La risposta non va cercata in un surplus di potenza, ma al contrario, in una profonda crisi di rilevanza strategica.

L’illusione di decidere i confini a tavolino

L’attivismo dell’UE in Giudea e Samaria dimostra che Bruxelles ha compiuto un passo oltre l’equidistanza diplomatica. Decidendo di ignorare i trattati del 1995, l’Europa si è autoproclamata autorità legislatrice al posto dello Stato d’Israele, tentando di decretare in anticipo e sul campo quali debbano essere i confini del futuro Stato palestinese.

È l’applicazione pratica del Piano Fayyad, sostenuto per aggirare il tavolo dei negoziati attraverso la creazione di fatti compiuti e irreversibili. Tuttavia, questa strategia rivela una clamorosa cecità storica: l’ostinazione nel voler tenere in vita a tutti i costi la finzione diplomatica della “soluzione a due Stati”, ignorando come la realtà sul terreno e l’evoluzione geopolitica regionale l’abbiano ormai ampiamente superata.

Il “Lawfare” come surrogato della geopolitica

Questo comportamento non è solo uno scandalo giuridico, ma lo specchio del declino geopolitico dell’Unione Europea.
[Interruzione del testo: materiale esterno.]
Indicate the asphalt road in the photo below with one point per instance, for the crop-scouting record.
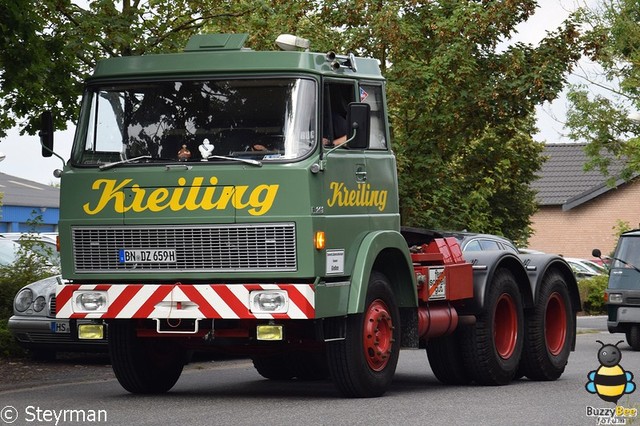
(231, 392)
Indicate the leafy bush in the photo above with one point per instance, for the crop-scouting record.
(592, 294)
(9, 348)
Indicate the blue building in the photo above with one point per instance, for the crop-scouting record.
(25, 202)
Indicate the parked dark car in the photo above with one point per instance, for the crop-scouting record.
(35, 327)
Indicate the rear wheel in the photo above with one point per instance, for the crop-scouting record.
(363, 364)
(143, 365)
(550, 331)
(445, 359)
(493, 346)
(633, 337)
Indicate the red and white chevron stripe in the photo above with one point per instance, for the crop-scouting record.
(186, 301)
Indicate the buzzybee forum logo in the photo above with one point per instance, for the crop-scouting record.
(610, 381)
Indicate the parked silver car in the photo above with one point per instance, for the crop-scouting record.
(35, 327)
(44, 245)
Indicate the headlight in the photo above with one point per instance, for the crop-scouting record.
(39, 304)
(615, 298)
(23, 300)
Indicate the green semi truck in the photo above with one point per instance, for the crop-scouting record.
(239, 201)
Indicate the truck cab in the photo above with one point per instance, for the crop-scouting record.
(623, 291)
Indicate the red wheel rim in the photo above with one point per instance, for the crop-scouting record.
(377, 335)
(505, 326)
(555, 324)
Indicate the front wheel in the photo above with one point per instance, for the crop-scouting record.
(633, 337)
(492, 347)
(147, 366)
(363, 364)
(550, 331)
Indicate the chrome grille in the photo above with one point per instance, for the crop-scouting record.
(237, 247)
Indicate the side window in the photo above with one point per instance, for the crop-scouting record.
(473, 246)
(337, 97)
(372, 95)
(489, 245)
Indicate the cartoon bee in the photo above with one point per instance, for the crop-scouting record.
(610, 381)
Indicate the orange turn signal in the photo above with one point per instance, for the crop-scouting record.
(319, 241)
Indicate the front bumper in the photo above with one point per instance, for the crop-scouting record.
(38, 333)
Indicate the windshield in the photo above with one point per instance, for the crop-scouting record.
(195, 121)
(627, 254)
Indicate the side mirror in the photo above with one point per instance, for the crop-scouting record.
(358, 119)
(46, 133)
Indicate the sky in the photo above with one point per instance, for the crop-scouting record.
(23, 153)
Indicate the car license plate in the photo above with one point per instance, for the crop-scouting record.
(147, 255)
(60, 327)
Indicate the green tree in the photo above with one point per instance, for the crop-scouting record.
(462, 109)
(601, 111)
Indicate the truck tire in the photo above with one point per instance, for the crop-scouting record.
(445, 359)
(363, 364)
(550, 331)
(633, 337)
(492, 347)
(147, 366)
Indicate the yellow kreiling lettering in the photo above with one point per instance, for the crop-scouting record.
(257, 201)
(362, 196)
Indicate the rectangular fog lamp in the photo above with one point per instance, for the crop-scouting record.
(269, 332)
(269, 302)
(91, 331)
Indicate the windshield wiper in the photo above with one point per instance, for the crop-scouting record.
(128, 160)
(627, 263)
(242, 160)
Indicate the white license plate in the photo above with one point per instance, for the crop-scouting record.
(147, 255)
(60, 327)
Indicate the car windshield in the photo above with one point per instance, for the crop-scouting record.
(8, 252)
(197, 120)
(627, 253)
Incapace di esprimere una politica estera comune e di influire sui grandi scenari globali — basti pensare all’irrilevanza diplomatica di fronte alle minacce nucleari dell’Iran o all’incapacità di contrastare efficacemente la pirateria degli Houthi nel Mar Rosso, che pure minaccia direttamente le rotte commerciali europee — l’Europa si riduce a fare lawfare.

Il lawfare (la guerra condotta attraverso l’uso distorto del diritto e delle istituzioni giudiziarie) diventa così il surrogato di una vera strategia. Non potendo contare sul peso militare, economico e diplomatico per spostare gli equilibri globali, Bruxelles canalizza le proprie risorse nel finanziare l’abusivismo edilizio e nel sanzionare le ONG dell’unica democrazia dell’area.

Conclusioni: un autogol strategico

Il risultato di questa postura aggressiva e asimmetrica è un doppio fallimento. Da un lato, l’UE perde la sua credibilità come mediatore super partes agli occhi di Gerusalemme; dall’altro, espone le proprie istituzioni a figuracce legali internazionali a causa di sanzioni ideologiche prive di basi probatorie.

Finché Bruxelles preferirà la guerra di carte e i fatti compiuti abusivi alla dura realtà della diplomazia e dello Stato di diritto, l’Europa rimarrà un attore marginale, confinato nel ruolo di finanziatore di un’instabilità permanente anziché di costruttore di una pace realistica.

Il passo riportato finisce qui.